Today, health care is much more complex. The proliferation of information available to physicians and to their patients has fundamentally shifted the locus of information and power to patients. In the information age of medicine, we must optimize the use of information, technology, tools, and teams. We need to turn masses of patient data, science, and clinical evidence into clinical knowledge. This information must be available to patients, physicians, and care teams. And they must have access to technology and tools to make the right thing easier to do.
Health care must transform in order to meet the challenges of the information age and to address the crisis of affordability and value in health care. We must become a learning industry. We need to draw from all parts of the industry; harnessing our collective knowledge, working collaboratively, and learning together. We can’t treat our way out of the health care crisis. We must learn our way out of it.
Jack Cochran, MD, FACS, is the executive director of The Permanente Federation, headquartered in Oakland, California. The Permanente Federation represents the national interests of the regional Permanente Medical Groups, which employ 16,000 physicians who care for 9 million Kaiser Permanente members. Kaiser Permanente is composed of the Permanente Medical Groups, Kaiser Foundation Health Plan, Inc., and Kaiser Foundation Hospitals.
Prior to his appointment to The Permanente Federation in October 2007, Dr. Cochran served as executive medical director, president, and chairman of the board of the Colorado Permanente Medical Group (CPMG) for Kaiser Permanente. He began his career with CPMG in 1990 as the chief of plastic surgery and founder of the plastic surgery department. Dr. Cochran began his medical career in clinical and private practice in Denver, Colorado. He went on to serve at Exempla Saint Joseph Hospital as chief of plastic surgery, chair of surgical services, and president of medical staff, and at Exempla Healthcare as a board member and chairman of its quality committee.
Dr. Cochran serves as a member of the board of directors of the American Medical Group Association, the board of directors of the Alliance of Community Health Plans, and the UCSF Global Health Group Advisory Board. For more than 20 years, he has volunteered his reconstructive surgery and consulting services in third world countries, aiding underserved populations in Nicaragua, the Philippines, Ecuador, Tanzania, and Nepal. Dr. Cochran is also a past president of the Consortium for Community Centered Comprehensive Child Care (C6), a foundation that has built hospitals in east Africa. He is a vocal advocate for nurses and oversees the Lois and John Cochran Education Award, an annual scholarship given to oncology nurses at the Lutheran Medical Center in Denver, Colorado.

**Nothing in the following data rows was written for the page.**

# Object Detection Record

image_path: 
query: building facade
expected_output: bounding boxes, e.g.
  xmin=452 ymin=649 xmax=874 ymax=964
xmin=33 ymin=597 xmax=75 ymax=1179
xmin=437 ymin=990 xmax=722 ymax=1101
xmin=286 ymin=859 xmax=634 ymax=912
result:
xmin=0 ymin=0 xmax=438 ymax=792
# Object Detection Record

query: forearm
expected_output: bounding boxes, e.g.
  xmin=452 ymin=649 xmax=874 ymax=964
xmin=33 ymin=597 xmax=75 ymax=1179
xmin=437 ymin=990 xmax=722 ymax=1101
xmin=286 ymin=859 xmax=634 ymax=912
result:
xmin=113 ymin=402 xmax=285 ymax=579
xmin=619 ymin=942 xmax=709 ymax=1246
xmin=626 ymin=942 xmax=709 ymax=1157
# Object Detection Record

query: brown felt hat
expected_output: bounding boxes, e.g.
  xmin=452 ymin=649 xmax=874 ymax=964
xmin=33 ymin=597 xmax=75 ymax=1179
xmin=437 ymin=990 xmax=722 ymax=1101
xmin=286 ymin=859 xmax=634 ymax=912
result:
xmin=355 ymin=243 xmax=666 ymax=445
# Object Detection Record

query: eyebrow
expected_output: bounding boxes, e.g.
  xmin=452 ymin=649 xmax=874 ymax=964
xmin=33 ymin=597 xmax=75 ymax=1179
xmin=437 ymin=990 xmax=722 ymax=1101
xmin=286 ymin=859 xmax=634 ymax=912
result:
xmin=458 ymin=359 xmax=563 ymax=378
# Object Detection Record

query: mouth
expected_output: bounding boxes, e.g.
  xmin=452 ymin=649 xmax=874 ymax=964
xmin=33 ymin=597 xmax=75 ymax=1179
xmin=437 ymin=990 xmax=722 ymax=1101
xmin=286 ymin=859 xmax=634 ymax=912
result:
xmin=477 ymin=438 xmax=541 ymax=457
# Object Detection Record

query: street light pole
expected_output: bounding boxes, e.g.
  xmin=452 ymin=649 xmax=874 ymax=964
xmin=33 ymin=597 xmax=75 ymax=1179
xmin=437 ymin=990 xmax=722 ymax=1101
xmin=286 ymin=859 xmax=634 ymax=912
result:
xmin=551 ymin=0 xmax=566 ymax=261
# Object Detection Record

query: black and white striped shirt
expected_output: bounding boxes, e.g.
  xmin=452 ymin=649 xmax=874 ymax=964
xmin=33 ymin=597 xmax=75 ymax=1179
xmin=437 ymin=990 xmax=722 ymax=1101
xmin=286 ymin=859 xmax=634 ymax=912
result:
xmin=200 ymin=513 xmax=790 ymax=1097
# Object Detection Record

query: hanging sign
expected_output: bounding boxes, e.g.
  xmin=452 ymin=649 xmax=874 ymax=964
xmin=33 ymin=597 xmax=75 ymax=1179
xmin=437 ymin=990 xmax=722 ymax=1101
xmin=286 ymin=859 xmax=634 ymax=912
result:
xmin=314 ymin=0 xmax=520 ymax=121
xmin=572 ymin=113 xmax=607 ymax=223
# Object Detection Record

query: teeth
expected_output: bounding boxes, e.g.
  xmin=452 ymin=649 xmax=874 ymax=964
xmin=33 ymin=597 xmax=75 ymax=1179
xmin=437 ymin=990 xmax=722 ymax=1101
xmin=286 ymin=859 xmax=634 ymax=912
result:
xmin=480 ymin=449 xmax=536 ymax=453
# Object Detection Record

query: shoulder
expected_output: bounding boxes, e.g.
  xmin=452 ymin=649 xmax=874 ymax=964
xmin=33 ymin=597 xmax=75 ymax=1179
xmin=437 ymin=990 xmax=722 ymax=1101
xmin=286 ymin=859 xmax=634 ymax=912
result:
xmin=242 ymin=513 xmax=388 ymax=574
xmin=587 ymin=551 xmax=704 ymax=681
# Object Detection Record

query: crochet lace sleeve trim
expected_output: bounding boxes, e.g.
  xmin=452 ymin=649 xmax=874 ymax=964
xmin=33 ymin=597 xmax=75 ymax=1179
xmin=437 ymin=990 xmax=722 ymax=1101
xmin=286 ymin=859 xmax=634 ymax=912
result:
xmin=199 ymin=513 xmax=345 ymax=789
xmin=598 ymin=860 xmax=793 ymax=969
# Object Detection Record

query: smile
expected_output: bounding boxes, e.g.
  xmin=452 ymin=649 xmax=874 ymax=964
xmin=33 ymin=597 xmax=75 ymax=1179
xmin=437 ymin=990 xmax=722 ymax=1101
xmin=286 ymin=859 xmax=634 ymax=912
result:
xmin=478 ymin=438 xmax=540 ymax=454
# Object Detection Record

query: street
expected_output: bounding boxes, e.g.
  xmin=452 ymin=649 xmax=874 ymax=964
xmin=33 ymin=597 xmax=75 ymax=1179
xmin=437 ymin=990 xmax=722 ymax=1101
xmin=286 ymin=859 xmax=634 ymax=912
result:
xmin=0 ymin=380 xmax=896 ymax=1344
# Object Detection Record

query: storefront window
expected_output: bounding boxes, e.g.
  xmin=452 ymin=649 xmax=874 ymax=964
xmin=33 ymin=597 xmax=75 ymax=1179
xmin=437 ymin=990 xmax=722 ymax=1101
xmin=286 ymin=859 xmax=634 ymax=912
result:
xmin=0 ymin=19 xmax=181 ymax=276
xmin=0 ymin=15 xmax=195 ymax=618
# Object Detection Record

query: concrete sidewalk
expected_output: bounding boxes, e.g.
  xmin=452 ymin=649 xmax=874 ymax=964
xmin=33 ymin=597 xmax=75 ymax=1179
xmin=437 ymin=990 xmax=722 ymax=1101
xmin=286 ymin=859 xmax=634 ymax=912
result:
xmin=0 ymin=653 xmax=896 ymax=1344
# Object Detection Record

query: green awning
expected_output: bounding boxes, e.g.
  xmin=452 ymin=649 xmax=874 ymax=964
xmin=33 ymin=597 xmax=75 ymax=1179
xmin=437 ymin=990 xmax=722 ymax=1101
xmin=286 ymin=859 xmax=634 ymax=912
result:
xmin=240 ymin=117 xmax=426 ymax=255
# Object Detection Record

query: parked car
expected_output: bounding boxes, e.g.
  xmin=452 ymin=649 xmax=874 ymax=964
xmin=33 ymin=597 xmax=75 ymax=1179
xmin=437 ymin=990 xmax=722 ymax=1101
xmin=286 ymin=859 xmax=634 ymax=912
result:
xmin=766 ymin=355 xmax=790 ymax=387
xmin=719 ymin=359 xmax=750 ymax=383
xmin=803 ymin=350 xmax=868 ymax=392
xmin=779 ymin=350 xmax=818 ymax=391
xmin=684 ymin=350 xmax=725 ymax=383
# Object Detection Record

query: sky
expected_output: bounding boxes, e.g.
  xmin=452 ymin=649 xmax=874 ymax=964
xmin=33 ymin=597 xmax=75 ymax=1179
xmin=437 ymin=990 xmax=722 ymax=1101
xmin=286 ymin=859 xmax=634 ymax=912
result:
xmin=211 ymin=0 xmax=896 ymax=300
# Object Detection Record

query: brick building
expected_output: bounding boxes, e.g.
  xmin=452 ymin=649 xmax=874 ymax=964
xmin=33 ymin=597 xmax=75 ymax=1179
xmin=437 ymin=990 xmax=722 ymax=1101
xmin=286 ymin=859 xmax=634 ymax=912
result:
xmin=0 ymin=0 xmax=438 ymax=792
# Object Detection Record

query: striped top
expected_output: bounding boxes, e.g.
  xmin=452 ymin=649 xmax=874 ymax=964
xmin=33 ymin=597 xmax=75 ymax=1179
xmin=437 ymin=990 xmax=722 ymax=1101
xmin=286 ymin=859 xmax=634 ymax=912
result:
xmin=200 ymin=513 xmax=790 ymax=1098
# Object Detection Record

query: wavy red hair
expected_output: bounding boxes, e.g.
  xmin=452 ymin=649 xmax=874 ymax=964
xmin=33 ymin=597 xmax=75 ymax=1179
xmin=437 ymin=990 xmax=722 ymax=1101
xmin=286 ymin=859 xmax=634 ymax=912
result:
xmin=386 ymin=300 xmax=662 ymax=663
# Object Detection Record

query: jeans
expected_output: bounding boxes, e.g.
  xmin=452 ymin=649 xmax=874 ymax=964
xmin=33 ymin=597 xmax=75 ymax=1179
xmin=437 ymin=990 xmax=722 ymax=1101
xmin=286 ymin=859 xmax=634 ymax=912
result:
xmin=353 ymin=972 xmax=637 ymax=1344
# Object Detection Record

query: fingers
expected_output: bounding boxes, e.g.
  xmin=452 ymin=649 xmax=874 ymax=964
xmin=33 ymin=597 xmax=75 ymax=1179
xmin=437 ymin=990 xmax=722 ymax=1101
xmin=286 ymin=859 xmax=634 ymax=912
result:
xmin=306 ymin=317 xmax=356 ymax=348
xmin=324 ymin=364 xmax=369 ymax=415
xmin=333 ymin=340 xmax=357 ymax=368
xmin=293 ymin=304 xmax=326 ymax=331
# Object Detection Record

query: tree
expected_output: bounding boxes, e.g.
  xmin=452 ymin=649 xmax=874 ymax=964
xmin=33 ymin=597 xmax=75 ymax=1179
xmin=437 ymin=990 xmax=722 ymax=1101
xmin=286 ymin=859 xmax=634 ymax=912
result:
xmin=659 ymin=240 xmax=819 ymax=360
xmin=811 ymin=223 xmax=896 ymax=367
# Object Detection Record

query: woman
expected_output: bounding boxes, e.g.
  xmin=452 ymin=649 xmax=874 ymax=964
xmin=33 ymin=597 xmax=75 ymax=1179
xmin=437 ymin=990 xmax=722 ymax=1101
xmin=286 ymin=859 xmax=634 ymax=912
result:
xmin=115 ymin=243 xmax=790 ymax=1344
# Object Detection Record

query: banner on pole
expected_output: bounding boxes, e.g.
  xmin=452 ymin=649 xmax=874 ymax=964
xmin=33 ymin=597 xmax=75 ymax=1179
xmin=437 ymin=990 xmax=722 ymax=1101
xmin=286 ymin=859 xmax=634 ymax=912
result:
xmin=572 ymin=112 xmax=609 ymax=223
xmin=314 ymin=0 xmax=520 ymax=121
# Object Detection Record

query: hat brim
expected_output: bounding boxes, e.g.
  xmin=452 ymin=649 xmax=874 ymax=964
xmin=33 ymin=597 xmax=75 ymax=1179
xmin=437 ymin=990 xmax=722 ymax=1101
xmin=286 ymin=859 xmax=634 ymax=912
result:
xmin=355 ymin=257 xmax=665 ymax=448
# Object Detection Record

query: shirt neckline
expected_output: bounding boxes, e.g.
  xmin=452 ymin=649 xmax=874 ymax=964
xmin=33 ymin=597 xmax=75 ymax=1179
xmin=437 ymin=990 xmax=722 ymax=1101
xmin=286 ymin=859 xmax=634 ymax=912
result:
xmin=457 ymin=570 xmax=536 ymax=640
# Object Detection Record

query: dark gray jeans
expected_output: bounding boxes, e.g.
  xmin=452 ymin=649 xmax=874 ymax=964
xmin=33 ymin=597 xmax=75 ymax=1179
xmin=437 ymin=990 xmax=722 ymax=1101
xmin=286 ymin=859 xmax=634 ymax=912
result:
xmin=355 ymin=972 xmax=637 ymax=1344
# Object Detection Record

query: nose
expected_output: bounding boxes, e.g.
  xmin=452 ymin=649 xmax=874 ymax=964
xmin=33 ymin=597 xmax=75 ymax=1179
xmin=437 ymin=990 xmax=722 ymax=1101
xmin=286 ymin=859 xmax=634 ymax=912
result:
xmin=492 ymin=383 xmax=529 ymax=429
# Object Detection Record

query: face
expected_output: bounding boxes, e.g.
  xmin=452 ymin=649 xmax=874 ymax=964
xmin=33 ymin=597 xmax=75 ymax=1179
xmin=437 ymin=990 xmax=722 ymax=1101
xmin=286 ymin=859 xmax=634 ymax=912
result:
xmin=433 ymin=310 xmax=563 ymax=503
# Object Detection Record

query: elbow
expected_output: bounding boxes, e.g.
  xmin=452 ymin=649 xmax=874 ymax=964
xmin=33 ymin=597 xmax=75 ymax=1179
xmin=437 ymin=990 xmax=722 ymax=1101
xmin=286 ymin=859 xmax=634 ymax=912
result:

As a frequent speaker and author on a broad range of health care topics including health information systems, health care delivery system reform, and integrated care delivery, Dr. Cochran’s insights gained from decades of work on the front lines of health care provide a unique perspective. He has actually participated in implementing many of the priorities called for in health reform, including Kaiser Permanente’s electronic health record, the largest successful non-governmental clinical information systems deployment in the world. He addressed reform at the 2010 National Governors Association Annual Meeting, testified before the Congressional Committee on Health, Education, Labor, and Pensions in 2009, and presented at the Senate Finance Committee’s 2008 Health Reform Summit.
Dr. Cochran earned his medical degree from the University of Colorado and served residencies at Stanford University Medical Center and the University of Wisconsin Hospital. He is board certified in otolaryngology (head and neck surgery) and in plastic and reconstructive surgery.